I was guessing this because if it was hardware then you'd expect dropping the connection and reconnecting wouldn't work - if the PHY was truly locked up then it might need a full power-on reset. However, after some thought, perhaps it is something like an interrupt or DMA in the embedded micro-controller locking up, which cannot be overcome with a software fix and it's thus a fundamental hardware design flaw. When the hardware locks up, the driver can force a reset of that hardware which allows it to reconnect? You couldn't routinely use this if the driver noticed a sudden drop in traffic as it might take too long?

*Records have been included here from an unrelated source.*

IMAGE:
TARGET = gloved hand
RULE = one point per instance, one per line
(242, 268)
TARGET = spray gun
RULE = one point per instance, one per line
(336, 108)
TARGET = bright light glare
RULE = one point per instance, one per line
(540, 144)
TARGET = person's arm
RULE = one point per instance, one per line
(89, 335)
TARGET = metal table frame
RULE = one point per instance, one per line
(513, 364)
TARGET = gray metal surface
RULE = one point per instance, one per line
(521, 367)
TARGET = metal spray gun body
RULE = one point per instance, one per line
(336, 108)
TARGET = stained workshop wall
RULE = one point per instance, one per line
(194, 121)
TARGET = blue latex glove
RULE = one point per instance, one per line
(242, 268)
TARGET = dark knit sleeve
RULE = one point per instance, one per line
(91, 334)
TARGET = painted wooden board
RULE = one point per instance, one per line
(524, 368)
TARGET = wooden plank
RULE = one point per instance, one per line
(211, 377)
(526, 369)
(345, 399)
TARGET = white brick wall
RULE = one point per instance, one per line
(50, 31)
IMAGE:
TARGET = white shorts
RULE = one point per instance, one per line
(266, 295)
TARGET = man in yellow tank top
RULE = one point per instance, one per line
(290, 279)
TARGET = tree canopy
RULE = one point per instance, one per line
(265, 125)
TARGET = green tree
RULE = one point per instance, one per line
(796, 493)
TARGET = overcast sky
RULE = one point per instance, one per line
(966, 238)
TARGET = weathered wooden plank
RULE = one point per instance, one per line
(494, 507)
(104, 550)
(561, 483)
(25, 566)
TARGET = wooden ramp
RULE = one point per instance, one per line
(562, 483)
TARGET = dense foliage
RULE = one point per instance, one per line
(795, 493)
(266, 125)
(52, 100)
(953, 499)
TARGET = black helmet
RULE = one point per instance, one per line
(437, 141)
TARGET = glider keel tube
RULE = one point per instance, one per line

it is odd that the connection can work for some indeterminate time, which appears unrelated to the volume of traffic points, and suggests some unusual condition happening, perhaps a corrupted frame due to congestion? Mine just failed having received just 10883 packets (freshly booted laptop) and sent 384. No errors reported:
$ ifconfig wlan0
wlan0 Link encap:Ethernet HWaddr 7c:7a:91:xx:xx:xx
UP BROADCAST MULTICAST MTU:1500 Metric:1
RX packets:10883 errors:0 dropped:0 overruns:0 frame:0
TX packets:384 errors:0 dropped:0 overruns:0 carrier:0
collisions:0 txqueuelen:1000
RX bytes:1294045 (1.2 MB) TX bytes:117637 (117.6 KB)
that was on 2.4GHz, thus:
$ iwconfig wlan0
wlan0 IEEE 802.11abgn ESSID:"xxxxxxxxxxxxxx"
Mode:Managed Frequency:2.412 GHz Access Point: E0:46:9A:xx:xx:xx
Bit Rate=216 Mb/s Tx-Power=16 dBm
Retry long limit:7 RTS thr:off Fragment thr:off
Encryption key:off
Power Management:on
Link Quality=61/70 Signal level=-49 dBm
Rx invalid nwid:0 Rx invalid crypt:0 Rx invalid frag:0
Tx excessive retries:0 Invalid misc:32 Missed beacon:0
I've personally seen it now on four of these cards across two different makes of laptops, so it's not a specific rare problem, so this is pervasive. What amazes me is that Intel say they cannot reproduce this problem, which I actually don't believe. My current working assumption therefore is that they are stalling for time, hoping they can find a work-round that hides the problem which can't be fixed properly in software/firmware.
It's time for Intel to 'fess up and do the right thing. Produce a version 2 of the card which works properly and have a full recall/replacement program; it won't be cheap but it would be The Right Thing To Do. I'm expecting Intel to delete this message and maintain their stance of plausible deniability.
intel_joe, it's time to tell us what Intel have actually found and are going to do about it?